[antlr-interest] lexer's rule overlapping problem

Sun Sep 6 10:19:36 PDT 2009

Непонятна Неизвесто wrote:
> Hello,
> 
> I would like to make my own translator but has faced with one problem - lexer's rules overlapping. I want to have two lexer rules like this:
> 
> ID 'a'..'z'+;
> ENG 'a'..'z';
> 
> and
> 
> INT '0'..'9'+;
> DIG '0'..'9;
...
> word:
> 	'inputword' ':' (ID|INT) 'in' '['axsis']' ';'
> 	;                 //^ it is important that here was placed only one character
> 
> and then find input errors (like this 123 in [1,2,3]) by the tree grammar

The problem with your thinking is that the lexing (dividing into tokens) 
all happens before the parser gets to see anything. Thus the lexer has 
no knowledge of the parse context (because there is no parse context 
yet), so when it sees

abcdef

It doesn't know whether it should be 6 ENG tokens or one ID token.

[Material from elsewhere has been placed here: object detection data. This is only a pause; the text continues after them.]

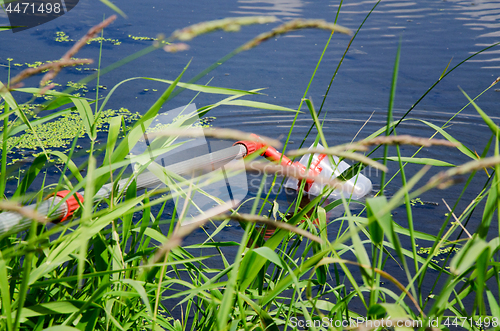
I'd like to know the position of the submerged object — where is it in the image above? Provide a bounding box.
[235,135,372,200]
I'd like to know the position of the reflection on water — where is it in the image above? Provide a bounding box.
[232,0,304,18]
[453,0,500,69]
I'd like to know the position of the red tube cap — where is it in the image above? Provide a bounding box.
[233,133,266,157]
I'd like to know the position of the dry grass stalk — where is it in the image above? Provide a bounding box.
[148,128,281,148]
[316,257,425,317]
[240,18,352,51]
[441,199,472,239]
[6,59,94,89]
[0,200,48,223]
[357,135,460,147]
[169,16,278,41]
[151,201,233,264]
[287,147,389,172]
[221,214,323,244]
[288,135,460,156]
[40,15,116,85]
[5,15,116,92]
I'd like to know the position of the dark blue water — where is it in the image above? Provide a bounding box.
[0,0,500,324]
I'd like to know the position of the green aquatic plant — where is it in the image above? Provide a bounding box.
[0,9,500,331]
[55,31,74,43]
[128,34,158,41]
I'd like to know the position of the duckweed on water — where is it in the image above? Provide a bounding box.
[7,108,140,151]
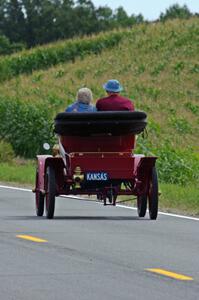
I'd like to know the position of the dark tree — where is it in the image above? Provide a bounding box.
[160,4,192,21]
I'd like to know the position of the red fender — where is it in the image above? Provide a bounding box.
[37,155,64,192]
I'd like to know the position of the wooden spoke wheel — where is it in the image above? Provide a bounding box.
[35,170,44,217]
[45,166,56,219]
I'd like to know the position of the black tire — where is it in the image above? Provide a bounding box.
[137,195,147,218]
[148,167,158,220]
[35,170,44,217]
[45,166,56,219]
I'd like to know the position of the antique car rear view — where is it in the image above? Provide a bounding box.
[35,111,158,220]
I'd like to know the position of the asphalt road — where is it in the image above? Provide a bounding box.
[0,188,199,300]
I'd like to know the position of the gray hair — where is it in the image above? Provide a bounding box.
[77,88,93,104]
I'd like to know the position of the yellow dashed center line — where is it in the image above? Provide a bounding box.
[146,269,193,280]
[16,234,48,243]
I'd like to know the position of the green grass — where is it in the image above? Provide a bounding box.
[0,17,199,215]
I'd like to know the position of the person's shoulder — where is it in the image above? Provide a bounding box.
[65,102,77,112]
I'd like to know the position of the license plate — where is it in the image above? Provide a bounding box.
[86,172,108,181]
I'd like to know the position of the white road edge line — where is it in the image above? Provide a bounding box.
[0,185,199,221]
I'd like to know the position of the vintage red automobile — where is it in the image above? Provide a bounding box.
[34,111,158,220]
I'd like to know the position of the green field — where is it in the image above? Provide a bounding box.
[0,17,199,214]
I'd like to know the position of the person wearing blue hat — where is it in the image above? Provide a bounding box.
[96,79,134,111]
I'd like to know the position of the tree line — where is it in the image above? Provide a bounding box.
[0,0,196,54]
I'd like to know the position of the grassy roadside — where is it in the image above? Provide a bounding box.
[0,160,199,216]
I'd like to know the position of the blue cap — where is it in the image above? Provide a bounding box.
[103,79,123,93]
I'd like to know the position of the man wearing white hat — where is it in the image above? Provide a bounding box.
[96,79,134,111]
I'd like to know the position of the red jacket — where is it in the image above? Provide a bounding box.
[96,94,134,111]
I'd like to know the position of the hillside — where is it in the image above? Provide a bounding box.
[0,18,199,183]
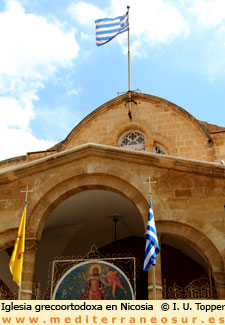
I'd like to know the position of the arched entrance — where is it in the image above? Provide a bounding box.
[34,188,147,299]
[158,220,224,299]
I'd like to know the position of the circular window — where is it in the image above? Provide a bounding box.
[153,143,168,155]
[119,131,145,150]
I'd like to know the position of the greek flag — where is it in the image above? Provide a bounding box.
[95,11,129,46]
[144,201,159,272]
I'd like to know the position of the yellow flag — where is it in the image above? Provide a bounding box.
[9,203,26,287]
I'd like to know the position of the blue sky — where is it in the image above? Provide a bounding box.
[0,0,225,160]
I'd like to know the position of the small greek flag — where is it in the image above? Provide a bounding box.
[95,11,129,46]
[144,201,159,272]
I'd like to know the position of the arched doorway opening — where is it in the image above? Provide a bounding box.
[161,236,217,299]
[34,189,147,299]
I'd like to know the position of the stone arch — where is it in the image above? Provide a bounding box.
[54,92,213,151]
[27,174,148,240]
[157,220,225,299]
[157,220,224,272]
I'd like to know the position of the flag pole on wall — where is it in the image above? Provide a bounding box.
[144,177,159,300]
[127,6,130,93]
[9,185,32,300]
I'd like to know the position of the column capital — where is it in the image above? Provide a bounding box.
[25,238,40,253]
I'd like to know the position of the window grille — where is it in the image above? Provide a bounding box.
[119,131,145,150]
[153,143,168,155]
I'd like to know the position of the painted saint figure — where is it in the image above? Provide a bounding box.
[81,264,109,300]
[106,270,126,299]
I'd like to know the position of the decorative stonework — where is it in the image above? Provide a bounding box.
[119,131,145,151]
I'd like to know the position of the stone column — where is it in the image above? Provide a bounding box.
[20,238,39,300]
[212,271,225,299]
[148,235,163,300]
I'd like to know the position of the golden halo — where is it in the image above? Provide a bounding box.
[90,264,102,274]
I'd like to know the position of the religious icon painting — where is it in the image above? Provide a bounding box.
[52,260,135,300]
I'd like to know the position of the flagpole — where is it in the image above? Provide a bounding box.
[127,6,130,94]
[145,176,156,300]
[18,185,33,300]
[127,6,132,119]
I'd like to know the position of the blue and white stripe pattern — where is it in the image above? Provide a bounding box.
[95,11,129,46]
[144,201,159,272]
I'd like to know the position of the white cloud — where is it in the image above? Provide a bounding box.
[189,0,225,27]
[0,127,54,160]
[0,0,79,159]
[68,1,107,26]
[0,0,79,80]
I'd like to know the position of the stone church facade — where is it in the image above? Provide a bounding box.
[0,93,225,299]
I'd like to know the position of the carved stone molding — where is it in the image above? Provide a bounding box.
[213,271,225,288]
[25,238,40,253]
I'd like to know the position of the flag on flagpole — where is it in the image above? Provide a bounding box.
[95,11,129,46]
[9,203,27,287]
[144,201,159,272]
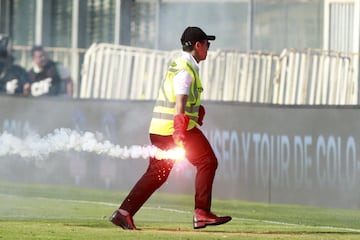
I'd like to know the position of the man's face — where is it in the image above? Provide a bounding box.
[33,51,48,68]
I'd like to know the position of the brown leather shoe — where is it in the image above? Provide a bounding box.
[109,210,138,230]
[193,209,232,229]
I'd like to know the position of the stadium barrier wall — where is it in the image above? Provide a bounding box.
[0,96,360,208]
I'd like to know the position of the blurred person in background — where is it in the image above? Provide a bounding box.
[29,45,73,97]
[0,34,30,95]
[109,27,231,230]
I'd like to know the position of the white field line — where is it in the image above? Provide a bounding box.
[0,194,360,233]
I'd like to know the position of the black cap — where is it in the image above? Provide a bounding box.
[181,27,215,46]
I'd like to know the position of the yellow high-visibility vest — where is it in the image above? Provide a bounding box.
[149,58,203,136]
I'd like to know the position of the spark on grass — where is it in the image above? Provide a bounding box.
[0,128,185,161]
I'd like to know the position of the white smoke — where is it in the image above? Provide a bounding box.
[0,128,183,160]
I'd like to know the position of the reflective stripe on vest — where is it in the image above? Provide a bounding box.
[150,56,202,135]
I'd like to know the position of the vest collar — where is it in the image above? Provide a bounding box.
[181,51,199,72]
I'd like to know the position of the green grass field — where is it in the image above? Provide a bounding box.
[0,182,360,240]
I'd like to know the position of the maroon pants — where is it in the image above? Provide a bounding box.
[120,128,218,216]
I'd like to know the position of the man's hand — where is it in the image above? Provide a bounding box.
[198,105,205,126]
[173,113,190,147]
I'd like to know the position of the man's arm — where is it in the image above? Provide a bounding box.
[175,94,187,115]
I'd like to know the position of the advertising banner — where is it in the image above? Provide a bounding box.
[0,96,360,208]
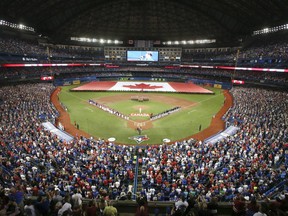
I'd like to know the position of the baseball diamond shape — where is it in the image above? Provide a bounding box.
[123,83,163,89]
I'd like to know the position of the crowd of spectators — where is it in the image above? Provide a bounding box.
[0,84,135,214]
[0,66,288,84]
[136,88,288,206]
[0,77,288,212]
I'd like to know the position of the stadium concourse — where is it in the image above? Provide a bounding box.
[0,31,288,215]
[0,83,288,215]
[72,81,213,94]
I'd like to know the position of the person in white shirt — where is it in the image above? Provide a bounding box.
[72,190,82,207]
[58,195,72,216]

If you have a situation where you want to ensure a token is only one 
character long, you can (using predicates), but if you want to recognise 
123 as an INT in one context and three DIGs in another, you have a 
problem. One solution would be to make INT and ID into parser rules, int 
and id, formed as DIG+ and ENG+ respectively. That would leave a messy 
tree, though.

-- 
Sam Barnett-Cormack